July 1, 2010 |


The City of Haines was born amid a surge of economic growth and civic activity, according to records at the Sheldon Museum.

In the years after white settlement in 1879, the community grew slowly as a Presbyterian mission and a trading post. At a meeting in 1898, residents agreed to the name Haines, and to the width of streets and size of lots.

But by Jan. 6, 1910, when eligible voters -- a group that excluded women and Alaska Natives -- voted overwhelmingly to form the City of Haines, the town looked rife with opportunity.

There were mines at Porcupine, Rainy Hollow and Cahoon Creek, canneries in Chilkoot and Chilkat inlets, an operating Army post at Fort Seward and talk of a railroad from Pyramid Harbor to the Interior.
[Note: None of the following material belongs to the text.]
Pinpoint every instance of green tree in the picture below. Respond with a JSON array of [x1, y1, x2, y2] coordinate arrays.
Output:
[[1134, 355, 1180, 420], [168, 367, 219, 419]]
"The season just passed was the most prosperous one ever known in Haines. More people passed through the town, there was greater activity in the adjacent mining country, many prospectors have been looking over the still undeveloped regions, while a number of new residents have come here to stay," Ben Barnett, business manager of The Haines Pioneer Press, editorialized on Oct. 29, 1909.

The Press – the town’s first commercial newspaper – was launched in June, three months after businessmen started the Haines Chamber of Commerce.

Newspaper reports in the fall of 1909 included that Charles Anway had sold 200 quarts of strawberries in Skagway and Haines. There were plans for "another" cannery at Chilkoot Inlet that would process crabs, venison and berries, and the Arctic Development Company had been formed for the purpose of "constructing and maintaining telephone and telegraph lines and power and lighting plants about Haines."

Further, the Alaska Iron Co. planned to build a 1,100-foot wharf, 300 yards north of an existing one spanned from the foot of Main Street.

The new newspaper’s pages advertised a bowling alley on Front Street, a steam laundry, the J.M. Blankenberg Photo Studio, several hotels and dry goods stores, two stage lines to the Porcupine mining district, and a sawmill and planing mill that could produce 25,000 feet of product daily.

The town’s first motion picture was shown in 1910 -- although Main Street’s movie theater wasn’t built for another eight years.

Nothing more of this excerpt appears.